Tuve la oportunidad de enfrentar a la Selección de España en 2004 y esa experiencia me dejó una sensación muy particular. Siempre he dicho que España es un equipo que te desgasta mentalmente por la forma en la que maneja el balón, porque pasa tanto tiempo con la posesión que los rivales terminan corriendo detrás de la pelota durante largos tramos del partido. Esa manera de jugar exige una concentración absoluta durante los noventa minutos y cualquier distracción puede terminar costando muy caro.

Por eso suelo decir que "te aburres tanto de marcar, que te desconcentras". No lo menciono porque sea un equipo poco atractivo, sino porque su estilo obliga al rival a realizar un enorme esfuerzo defensivo mientras espera una oportunidad para recuperar el balón. Esa capacidad para monopolizar la posesión ha sido una de las grandes virtudes del fútbol español durante muchos años y sigue siendo una característica que complica incluso a las mejores selecciones del mundo.

El único disruptivo en la España actual es Lamine Yamal

Si hay un futbolista que rompe con ese patrón de circulación constante en la España actual, para mí ese es Lamine Yamal. El joven extremo aporta velocidad, desequilibrio y la capacidad de resolver acciones individuales que cambian el ritmo de un partido. Incluso en este Mundial de 2026 ha demostrado que puede aparecer en los momentos importantes y marcar diferencias cuando el juego colectivo necesita un salto de calidad.

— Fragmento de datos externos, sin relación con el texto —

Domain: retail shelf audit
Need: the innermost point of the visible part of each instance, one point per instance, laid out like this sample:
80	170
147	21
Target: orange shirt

El resto del equipo mantiene la identidad histórica de controlar el balón y desgastar poco a poco al rival, pero Yamal ofrece un recurso distinto gracias a su uno contra uno, su cambio de ritmo y su creatividad en los últimos metros. Esa combinación entre el tradicional juego asociativo español y el talento individual del joven atacante convierte a España en una selección todavía más peligrosa frente a cualquier adversario.

El siguiente rival de España

Ahora el próximo desafío para España será enfrentar a la Selección de Bélgica, que consiguió avanzar a la siguiente ronda tras eliminar a la Selección de Estados Unidos en los octavos de final. Será un partido de alta exigencia porque Bélgica también cuenta con futbolistas de jerarquía y ha demostrado personalidad para superar una eliminatoria muy complicada en el torneo.

Desde mi punto de vista, España llegará como uno de los favoritos por el nivel que ha mostrado hasta ahora, aunque no podrá confiarse frente a un rival con experiencia internacional y capacidad para aprovechar cualquier espacio. Si mantiene el control del balón y consigue que Lamine Yamal vuelva a desequilibrar por las bandas, tendrá argumentos suficientes para seguir avanzando en la Copa del Mundo, aunque Bélgica seguramente exigirá una versión muy sólida del conjunto español.